Premier Coin Galleries – $10 Liberty Head Gold Coin
The 1933 Gold Coin known as a double eagle has sat wrapped in plastic in the Federal Reserve Bank in Manhattan for months. The gold coin was moved last month to the New York Historical Society as a piece of our history. The coin is known as a double eagle because it is worth twice as much as a $10 eagle gold piece. It was struck in 1933, which is the year where FDR took the US off the Gold Standard. That year he ordered the $20 gold pieces destroyed, except for two that were to be put in the Smithsonian Institute. However this coin somehow escaped its fate. It was seized by the Secret Service in a sting operation at the Waldorf-Astoria hotel in 1996.
Some numismatic experts consider this 1933 double eagle to be the Mona Lisa of coins and is the only double eagle that can be legally owned. The owner of the coin is unnamed but wishes for the public to view it.
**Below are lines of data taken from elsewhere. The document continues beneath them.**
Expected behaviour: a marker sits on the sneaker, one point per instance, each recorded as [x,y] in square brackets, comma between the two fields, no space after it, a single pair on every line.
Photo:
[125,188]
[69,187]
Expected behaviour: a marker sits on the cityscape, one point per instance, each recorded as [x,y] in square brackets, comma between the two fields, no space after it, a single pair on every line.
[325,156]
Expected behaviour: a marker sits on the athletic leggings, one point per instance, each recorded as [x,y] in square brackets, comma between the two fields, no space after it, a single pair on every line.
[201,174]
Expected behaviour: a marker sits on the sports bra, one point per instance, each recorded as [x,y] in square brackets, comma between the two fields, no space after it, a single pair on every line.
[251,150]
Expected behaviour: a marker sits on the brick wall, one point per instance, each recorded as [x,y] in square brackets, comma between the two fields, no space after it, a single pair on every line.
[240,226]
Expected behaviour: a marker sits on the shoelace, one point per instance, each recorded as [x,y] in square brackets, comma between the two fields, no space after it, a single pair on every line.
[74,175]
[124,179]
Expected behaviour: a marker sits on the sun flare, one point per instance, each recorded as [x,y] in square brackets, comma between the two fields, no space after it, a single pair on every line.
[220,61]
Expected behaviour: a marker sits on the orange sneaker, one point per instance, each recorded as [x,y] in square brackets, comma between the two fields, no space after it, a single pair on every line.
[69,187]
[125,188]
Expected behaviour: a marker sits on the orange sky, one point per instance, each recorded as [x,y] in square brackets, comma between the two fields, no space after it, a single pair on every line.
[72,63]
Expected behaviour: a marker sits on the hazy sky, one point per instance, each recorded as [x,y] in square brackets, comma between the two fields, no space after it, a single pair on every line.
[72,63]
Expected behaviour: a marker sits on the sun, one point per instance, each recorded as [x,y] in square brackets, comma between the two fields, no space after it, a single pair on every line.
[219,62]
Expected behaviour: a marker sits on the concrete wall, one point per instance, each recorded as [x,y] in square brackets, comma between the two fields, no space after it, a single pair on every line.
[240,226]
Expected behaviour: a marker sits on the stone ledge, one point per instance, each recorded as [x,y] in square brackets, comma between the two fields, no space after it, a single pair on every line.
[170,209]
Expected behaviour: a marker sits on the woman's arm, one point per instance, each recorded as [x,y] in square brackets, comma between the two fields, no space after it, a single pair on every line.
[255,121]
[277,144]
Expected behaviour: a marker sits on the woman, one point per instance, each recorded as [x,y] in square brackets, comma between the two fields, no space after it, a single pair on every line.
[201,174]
The coin was auctioned at Sotheby’s for $7,590,020 and the purchaser is not a coin collector: he was just romanced by the coins story. He didn’t want to take it home and he didn’t want it to sit in a bank vault. Although it sold for a high price he hasn’t considered re-selling because who would buy it?
For now, the coin will sit in the in the New York Historical Society on Central Park West. It is housed in a case with a caption on the wall reading “The World’s Most Valuable Coin.”